De figurinista à empreendedora e tecelã de redes: conheça Lu Bueno e seu Banco de Tecidos

A figurinista Lu Bueno se tornou empreendedora ao se deparar com um problema. Percebeu que apenas em seu ateliê tinha 600 kg de tecido ocioso: “eu tinha restos de tecidos lindos do figurino uma gravação da Gal Costa de 20 anos atrás, por exemplo. Aquilo não poderia continuar parado”. Foi pensando em formas de fazer girar estes materiais que nasceu o modelo de negócio Banco de Tecidos. Lá as pessoas depositam os restos de tecidos de suas coleções e podem retirar outros para novas criações. Também é possível comprar tecidos a quilo para diversos propósitos por um preço único (e bem abaixo do mercado).

Banco de tecido/Facebook

Com uma loja física com mais de 300 correntistas, que já fez circular mais de 5 toneladas de tecidos, Lu agora sonha com uma expansão através da tecnologia. O sonho é antigo e foi com ele que ela se inscreveu no SGB Lab em 2015. Chegou a participar do primeiro webinário, mas naquele momento os quatro meses de imersão não seriam viáveis. Porém, ficou a vontade de ter acesso às metodologias e encarar os desafios. A participação de Lu veio pouco mais de um ano depois, no programa Lab Inovação na Cadeia de Moda, uma parceria entre o SGB e o Instituto C&A, e não decepcionou: “A intensidade das entregas no programa faz toda a diferença.
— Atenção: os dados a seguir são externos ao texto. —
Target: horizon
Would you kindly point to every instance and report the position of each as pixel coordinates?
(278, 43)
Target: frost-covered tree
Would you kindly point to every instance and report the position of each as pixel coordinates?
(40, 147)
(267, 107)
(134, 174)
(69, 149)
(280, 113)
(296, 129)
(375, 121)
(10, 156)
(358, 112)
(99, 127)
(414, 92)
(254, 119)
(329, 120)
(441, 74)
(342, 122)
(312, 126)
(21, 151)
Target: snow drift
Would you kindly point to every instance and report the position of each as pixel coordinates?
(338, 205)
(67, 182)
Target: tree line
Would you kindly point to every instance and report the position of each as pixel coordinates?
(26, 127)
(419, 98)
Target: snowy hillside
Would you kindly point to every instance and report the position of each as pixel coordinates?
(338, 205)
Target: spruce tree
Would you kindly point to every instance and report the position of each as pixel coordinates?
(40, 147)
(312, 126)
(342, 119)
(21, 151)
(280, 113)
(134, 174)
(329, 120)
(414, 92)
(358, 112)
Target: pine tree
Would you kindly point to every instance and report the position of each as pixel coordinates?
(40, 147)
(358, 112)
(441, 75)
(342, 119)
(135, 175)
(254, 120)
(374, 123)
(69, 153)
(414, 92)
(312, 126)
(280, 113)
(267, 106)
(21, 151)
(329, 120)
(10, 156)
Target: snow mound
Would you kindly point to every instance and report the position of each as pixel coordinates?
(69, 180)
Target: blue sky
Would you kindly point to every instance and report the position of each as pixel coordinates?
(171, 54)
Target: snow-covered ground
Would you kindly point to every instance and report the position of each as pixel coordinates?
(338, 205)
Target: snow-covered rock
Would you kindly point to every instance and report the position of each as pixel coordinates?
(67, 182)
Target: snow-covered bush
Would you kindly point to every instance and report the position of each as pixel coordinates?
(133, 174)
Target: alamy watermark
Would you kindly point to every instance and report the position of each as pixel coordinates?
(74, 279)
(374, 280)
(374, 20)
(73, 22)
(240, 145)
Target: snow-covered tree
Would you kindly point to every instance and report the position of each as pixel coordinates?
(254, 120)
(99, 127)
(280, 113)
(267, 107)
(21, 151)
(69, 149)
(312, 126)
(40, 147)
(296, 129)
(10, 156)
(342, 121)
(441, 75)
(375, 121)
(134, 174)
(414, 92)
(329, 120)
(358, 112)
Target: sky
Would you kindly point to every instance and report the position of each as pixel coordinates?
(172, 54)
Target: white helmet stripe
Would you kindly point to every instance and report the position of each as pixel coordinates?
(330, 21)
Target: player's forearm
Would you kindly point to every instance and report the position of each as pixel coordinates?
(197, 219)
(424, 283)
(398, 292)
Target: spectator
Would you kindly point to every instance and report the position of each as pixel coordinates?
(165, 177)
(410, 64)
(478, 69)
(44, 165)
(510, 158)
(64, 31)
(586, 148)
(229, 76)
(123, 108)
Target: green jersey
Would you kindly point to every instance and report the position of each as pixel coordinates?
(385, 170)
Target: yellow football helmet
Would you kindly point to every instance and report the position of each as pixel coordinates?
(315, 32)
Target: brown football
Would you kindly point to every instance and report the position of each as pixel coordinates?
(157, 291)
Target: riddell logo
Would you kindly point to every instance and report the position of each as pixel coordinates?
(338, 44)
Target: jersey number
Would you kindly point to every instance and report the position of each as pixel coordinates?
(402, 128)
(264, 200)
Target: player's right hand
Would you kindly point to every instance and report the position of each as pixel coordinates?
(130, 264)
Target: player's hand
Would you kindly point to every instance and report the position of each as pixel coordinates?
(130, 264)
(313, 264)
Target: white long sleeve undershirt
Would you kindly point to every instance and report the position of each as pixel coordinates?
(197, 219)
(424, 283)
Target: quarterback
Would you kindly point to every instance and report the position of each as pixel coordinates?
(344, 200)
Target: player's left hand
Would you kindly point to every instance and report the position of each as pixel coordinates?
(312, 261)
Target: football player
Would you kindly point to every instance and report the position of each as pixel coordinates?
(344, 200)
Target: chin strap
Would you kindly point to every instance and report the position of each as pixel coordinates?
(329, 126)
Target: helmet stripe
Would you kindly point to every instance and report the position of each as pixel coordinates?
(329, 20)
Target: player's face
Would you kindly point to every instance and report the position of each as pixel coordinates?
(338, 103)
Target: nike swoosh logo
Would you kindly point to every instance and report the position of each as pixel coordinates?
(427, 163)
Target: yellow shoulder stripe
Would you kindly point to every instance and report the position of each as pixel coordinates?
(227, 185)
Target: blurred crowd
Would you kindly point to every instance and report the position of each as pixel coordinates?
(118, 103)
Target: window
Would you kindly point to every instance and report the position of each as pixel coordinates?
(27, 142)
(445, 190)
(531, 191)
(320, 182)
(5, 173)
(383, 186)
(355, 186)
É um chamado direto para a ação”. Não foi a primeira vez em que Lu teve acesso às metodologias do SGB Lab, como Design Thinking e Startup Enxuta, mas segundo ela, desta vez viu tudo ser aplicado de uma forma diferente e importante para atingir o objetivo de ganhar mais escala e, consequentemente, mais impacto social.
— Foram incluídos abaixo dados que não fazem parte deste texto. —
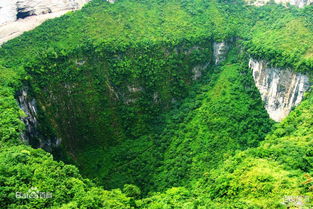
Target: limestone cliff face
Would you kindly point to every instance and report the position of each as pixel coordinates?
(32, 134)
(220, 50)
(297, 3)
(18, 16)
(281, 89)
(11, 10)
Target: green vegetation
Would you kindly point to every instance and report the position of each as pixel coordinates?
(146, 116)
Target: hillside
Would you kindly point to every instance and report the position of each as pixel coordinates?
(154, 104)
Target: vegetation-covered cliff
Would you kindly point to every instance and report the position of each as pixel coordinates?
(131, 95)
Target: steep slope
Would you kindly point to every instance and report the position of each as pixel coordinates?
(20, 16)
(133, 92)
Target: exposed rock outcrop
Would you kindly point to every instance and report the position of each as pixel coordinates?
(32, 134)
(18, 16)
(297, 3)
(281, 89)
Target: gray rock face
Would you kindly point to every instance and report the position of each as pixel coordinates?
(281, 89)
(11, 10)
(219, 51)
(297, 3)
(32, 135)
(7, 11)
(18, 16)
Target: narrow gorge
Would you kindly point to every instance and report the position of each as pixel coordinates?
(156, 104)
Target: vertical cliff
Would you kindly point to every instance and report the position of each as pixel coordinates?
(281, 89)
(297, 3)
(17, 17)
(220, 50)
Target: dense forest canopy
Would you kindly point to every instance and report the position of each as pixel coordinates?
(147, 119)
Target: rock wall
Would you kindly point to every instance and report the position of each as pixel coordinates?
(18, 16)
(281, 89)
(32, 134)
(297, 3)
(220, 50)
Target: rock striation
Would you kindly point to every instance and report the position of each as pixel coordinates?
(18, 16)
(32, 134)
(281, 89)
(297, 3)
(220, 50)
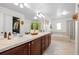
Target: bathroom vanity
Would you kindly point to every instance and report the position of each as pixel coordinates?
(26, 45)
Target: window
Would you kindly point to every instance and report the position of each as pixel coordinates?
(58, 26)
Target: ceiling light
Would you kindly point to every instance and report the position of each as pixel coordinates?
(65, 13)
(21, 5)
(16, 3)
(25, 4)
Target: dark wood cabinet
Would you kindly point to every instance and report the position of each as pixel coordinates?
(34, 47)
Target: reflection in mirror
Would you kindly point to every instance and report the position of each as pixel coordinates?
(16, 25)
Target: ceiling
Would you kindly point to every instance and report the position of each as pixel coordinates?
(52, 10)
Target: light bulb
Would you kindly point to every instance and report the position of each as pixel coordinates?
(21, 5)
(16, 4)
(25, 4)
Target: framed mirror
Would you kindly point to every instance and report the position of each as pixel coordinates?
(16, 25)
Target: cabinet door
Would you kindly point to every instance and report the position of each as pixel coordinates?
(35, 47)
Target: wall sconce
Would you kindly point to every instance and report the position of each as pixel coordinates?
(22, 22)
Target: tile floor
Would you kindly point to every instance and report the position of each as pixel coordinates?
(60, 45)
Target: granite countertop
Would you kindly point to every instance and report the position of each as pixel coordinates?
(6, 44)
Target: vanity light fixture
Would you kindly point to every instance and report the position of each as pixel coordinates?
(65, 13)
(16, 4)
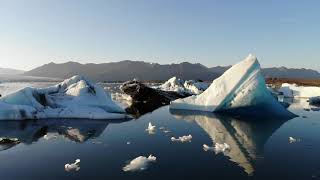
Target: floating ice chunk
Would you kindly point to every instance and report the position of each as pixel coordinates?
(151, 128)
(183, 87)
(240, 89)
(182, 138)
(76, 97)
(217, 147)
(314, 101)
(207, 148)
(73, 167)
(51, 136)
(221, 147)
(293, 90)
(140, 163)
(292, 140)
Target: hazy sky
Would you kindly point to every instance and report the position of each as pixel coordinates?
(279, 32)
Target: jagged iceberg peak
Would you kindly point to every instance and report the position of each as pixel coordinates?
(241, 89)
(76, 97)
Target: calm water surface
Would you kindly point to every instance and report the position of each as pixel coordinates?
(259, 148)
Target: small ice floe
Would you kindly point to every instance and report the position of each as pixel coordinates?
(182, 138)
(151, 128)
(166, 131)
(73, 167)
(139, 164)
(221, 147)
(9, 141)
(50, 136)
(217, 147)
(207, 148)
(293, 140)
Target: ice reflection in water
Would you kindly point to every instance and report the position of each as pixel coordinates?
(28, 132)
(245, 137)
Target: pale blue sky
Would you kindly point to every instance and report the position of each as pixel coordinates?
(35, 32)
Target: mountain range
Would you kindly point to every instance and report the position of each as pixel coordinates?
(127, 70)
(8, 71)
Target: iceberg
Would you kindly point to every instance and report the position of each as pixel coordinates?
(139, 164)
(240, 90)
(188, 87)
(76, 97)
(293, 90)
(314, 101)
(242, 140)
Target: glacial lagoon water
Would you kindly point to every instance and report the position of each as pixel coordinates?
(259, 148)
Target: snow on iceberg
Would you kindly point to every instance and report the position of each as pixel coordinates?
(76, 97)
(314, 101)
(183, 87)
(73, 166)
(140, 163)
(241, 89)
(293, 90)
(182, 139)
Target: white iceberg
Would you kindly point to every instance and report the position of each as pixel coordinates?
(314, 100)
(151, 128)
(183, 87)
(293, 90)
(73, 167)
(140, 163)
(76, 97)
(182, 138)
(240, 89)
(217, 148)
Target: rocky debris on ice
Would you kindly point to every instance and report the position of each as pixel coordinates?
(146, 99)
(240, 90)
(73, 167)
(293, 90)
(139, 164)
(9, 141)
(183, 87)
(182, 139)
(76, 97)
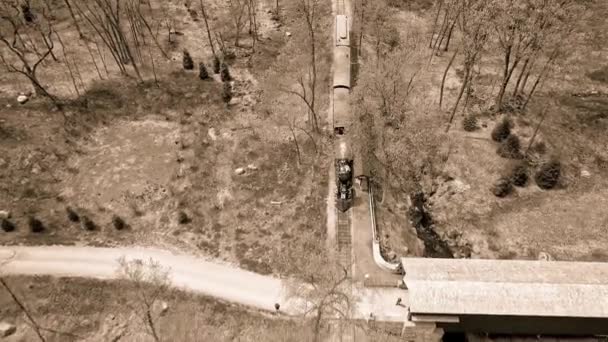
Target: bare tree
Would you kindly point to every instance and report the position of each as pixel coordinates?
(473, 22)
(20, 58)
(237, 14)
(319, 281)
(207, 27)
(104, 16)
(151, 281)
(309, 9)
(23, 308)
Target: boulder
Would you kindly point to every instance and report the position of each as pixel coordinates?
(544, 256)
(164, 307)
(22, 99)
(7, 329)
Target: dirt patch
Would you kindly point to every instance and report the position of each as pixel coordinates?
(467, 214)
(183, 169)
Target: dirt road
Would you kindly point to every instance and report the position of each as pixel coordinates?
(211, 278)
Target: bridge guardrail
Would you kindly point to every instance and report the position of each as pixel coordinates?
(378, 258)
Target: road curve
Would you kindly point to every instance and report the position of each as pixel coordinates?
(190, 273)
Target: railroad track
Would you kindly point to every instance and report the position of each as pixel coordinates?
(340, 7)
(344, 239)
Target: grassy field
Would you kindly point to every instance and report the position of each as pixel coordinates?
(164, 157)
(568, 222)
Para ela, o SGB Lab também foi um grande espaço de formação sobre as novas formas de empreender: “Um administrador não é, necessariamente, um empreendedor. Antes se aprendia a empreender em empresas da família, na prática, ou se tinha um forte ímpeto empreendedor”,  reflete. “Hoje em dia, o negócio é de informação. O modelo de start-up é muito rápido. Por isso, é cada vez mais importante rever os negócios e a educação”. Se o paradigma moderno pode ser complexo para o indivíduo, Lu considera ter reafirmado a importância de algo muito importante: ir atrás.
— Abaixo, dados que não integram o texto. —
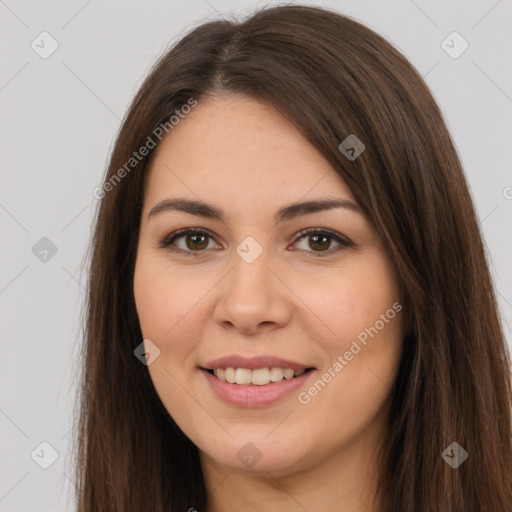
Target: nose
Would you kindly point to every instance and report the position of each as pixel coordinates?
(253, 297)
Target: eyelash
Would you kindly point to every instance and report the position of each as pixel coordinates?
(170, 239)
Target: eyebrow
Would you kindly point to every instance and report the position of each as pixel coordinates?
(287, 212)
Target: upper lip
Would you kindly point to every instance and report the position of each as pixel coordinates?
(254, 362)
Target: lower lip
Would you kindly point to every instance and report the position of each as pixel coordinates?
(252, 395)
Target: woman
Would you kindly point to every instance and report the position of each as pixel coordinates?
(290, 306)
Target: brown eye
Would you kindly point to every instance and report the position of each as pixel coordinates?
(319, 241)
(187, 241)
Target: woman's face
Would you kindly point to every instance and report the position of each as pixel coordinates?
(248, 289)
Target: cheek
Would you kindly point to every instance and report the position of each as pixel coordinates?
(166, 301)
(352, 299)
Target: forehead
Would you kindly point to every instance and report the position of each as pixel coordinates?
(240, 151)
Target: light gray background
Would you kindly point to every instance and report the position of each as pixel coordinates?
(58, 120)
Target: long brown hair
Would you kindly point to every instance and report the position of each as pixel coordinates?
(332, 77)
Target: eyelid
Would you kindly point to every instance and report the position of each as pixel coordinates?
(342, 240)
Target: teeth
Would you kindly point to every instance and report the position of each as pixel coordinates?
(259, 377)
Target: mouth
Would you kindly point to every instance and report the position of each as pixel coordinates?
(256, 377)
(254, 388)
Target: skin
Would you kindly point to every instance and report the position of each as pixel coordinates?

Os caminhos que levaram a Lu Bueno a participar do Lab Inovação na Cadeia de Moda não foram retos, mas com certeza confluíram na direção e no tempo certo para que a experiência fosse muito bem aproveitada: sua iniciativa inovadora foi a segunda colocada do programa e levou parte do investimento semente, que será utilizada para “colocar ordem na casa antes de expandir”. Porém, para ela este está longe de ser o ganho maior.

Para ela, a riqueza do ambiente do SGB Lab favoreceu o seu caráter colaborativo: “Não consigo ficar parada, sempre trabalhei com muita gente e acho que o mais importante é a conexão entre as pessoas”. O destaque fica por conta dos facilitadores e dinâmicas que há todo o momento mostraram a importância do grupo reunido.

Banco de tecido/Facebook

“O grande ganho foi conhecer pessoas de várias partes do Brasil, que assim como a gente tem a pretensão de formar uma rede”, afirma. E formar redes não é algo novo para a Lu. Sua habilidade de conectar pessoas e iniciativas com potencial para colaborarem entre si não passou despercebida, mas a descoberta veio junto com uma iniciativa que tem compartilhamento no DNA: “O Banco de Tecido que me jogou nisso. Eu nem sabia que eu era”. Mas é. E durante o Lab foi possível construir a fundação de ricas parcerias que devem continuar com um objetivo em comum: “Se queremos criar um novo sistema, precisamos de novos modelos e novas conexões”.